Schwierige Lage in Syrien
In Syrien ist der Hilfseinsatz besonders schwierig. Das Land steckt seit fast zwölf Jahren im Bürgerkrieg. Zur Erdbebenkatastrophenregion zählen Landesteile, die von der Regierung kontrolliert werden, aber auch Rebellengebiete. Am Freitag traf ein erster Hilfskonvoi der Vereinten Nationen im Norden Syriens ein. Das Welternährungsprogramm der UNO hatte zuvor gewarnt, dass seine Lagerbestände im Nordwesten Syriens zur Neige gingen. 90 Prozent der Bevölkerung sind dort auf humanitäre Unterstützung angewiesen.

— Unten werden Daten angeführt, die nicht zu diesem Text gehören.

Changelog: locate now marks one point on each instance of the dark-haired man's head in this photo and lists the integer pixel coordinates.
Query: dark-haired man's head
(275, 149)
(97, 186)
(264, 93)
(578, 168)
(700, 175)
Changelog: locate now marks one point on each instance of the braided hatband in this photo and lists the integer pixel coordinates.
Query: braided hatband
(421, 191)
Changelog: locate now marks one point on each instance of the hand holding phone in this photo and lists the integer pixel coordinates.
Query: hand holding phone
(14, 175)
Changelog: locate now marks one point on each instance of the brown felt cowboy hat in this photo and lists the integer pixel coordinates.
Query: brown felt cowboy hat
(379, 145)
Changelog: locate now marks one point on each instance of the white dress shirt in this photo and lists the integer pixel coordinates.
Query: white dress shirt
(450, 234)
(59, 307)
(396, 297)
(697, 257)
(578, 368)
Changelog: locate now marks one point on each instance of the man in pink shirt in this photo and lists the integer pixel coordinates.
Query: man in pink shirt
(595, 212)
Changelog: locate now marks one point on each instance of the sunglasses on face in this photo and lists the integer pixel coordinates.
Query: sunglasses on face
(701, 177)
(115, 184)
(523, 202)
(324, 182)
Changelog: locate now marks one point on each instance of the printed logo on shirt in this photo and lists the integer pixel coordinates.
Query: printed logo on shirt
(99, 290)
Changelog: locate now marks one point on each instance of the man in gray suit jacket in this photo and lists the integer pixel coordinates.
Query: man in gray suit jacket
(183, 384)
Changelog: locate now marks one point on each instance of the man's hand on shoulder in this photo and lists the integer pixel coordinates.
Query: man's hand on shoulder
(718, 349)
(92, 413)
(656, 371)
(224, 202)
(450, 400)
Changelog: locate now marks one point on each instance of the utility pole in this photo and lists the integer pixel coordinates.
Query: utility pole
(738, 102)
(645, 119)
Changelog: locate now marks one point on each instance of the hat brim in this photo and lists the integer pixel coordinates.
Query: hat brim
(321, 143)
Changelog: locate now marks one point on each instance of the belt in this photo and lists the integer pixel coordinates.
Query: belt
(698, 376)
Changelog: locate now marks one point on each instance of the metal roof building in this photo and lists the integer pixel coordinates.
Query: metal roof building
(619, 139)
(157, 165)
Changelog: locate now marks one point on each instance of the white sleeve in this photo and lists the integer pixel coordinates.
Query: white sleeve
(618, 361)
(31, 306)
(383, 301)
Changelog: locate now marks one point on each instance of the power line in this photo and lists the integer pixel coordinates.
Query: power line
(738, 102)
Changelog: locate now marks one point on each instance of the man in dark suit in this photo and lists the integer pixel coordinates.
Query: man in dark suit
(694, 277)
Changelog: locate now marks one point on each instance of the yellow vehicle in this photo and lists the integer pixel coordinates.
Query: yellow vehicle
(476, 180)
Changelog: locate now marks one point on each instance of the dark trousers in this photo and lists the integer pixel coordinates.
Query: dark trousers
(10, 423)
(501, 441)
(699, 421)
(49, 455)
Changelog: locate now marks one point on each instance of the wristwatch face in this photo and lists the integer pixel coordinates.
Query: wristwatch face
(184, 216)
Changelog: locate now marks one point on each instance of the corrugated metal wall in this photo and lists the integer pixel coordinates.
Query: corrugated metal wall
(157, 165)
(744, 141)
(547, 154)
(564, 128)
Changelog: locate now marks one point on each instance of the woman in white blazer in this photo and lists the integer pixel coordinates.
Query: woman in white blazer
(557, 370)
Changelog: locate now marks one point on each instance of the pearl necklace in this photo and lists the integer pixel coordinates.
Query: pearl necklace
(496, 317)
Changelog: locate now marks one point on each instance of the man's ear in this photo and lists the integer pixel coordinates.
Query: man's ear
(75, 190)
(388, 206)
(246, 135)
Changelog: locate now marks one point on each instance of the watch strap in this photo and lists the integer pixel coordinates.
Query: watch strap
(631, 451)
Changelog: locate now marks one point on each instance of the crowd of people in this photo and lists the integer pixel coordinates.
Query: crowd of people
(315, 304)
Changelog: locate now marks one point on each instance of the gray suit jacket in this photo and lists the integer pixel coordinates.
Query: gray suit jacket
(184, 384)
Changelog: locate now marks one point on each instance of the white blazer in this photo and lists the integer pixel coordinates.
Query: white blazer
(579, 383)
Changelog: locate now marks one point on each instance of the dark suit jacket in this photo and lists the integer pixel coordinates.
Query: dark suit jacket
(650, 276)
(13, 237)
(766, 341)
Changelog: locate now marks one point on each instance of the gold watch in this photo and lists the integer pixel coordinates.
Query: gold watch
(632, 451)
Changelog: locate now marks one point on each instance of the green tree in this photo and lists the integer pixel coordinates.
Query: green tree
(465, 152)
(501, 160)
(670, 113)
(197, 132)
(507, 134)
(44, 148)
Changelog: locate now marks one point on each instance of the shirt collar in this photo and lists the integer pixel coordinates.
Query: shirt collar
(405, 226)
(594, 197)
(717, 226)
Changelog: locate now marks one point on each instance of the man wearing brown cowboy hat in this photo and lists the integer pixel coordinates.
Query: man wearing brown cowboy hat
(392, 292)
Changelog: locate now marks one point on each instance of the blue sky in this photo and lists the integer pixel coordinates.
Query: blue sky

Berührende Einzelschicksale
Trotz schwindender Hoffnungen gelingt es den Rettungskräften aber auch fünf Tage nach der Katastrophe immer wieder, Menschen lebend aus den Trümmern zu retten. 122 Stunden nach den Erdbeben wurden in der Türkei zwei Frauen gerettet. Wie auf Bildern der staatlichen Nachrichtenagentur Anadolu Ajansı zu sehen war, wurde eine 70-Jährige in der Provinz Kahramanmaras in eine Decke gehüllt in einen Rettungswagen getragen. Eine 55-Jährige wurde in Diyarbakir lebend aus den Trümmern eines eingestürzten Hauses geborgen. Zahlreiche weitere Opfer werden unter den Trümmern Tausender eingestürzter Häuser immer noch befürchtet.
Am frühen Montagmorgen hatte zunächst ein Beben der Stärke 7,7 das türkisch-syrische Grenzgebiet erschüttert, bevor zu Mittag ein weiteres Beben der Stärke 7,6 folgte. Da Menschen nur in seltenen Fällen länger als drei Tage ohne Wasser überleben können und die Vermisstenzahlen noch immer sehr hoch sind, ist zu befürchten, dass die Opferzahlen noch drastisch steigen dürften.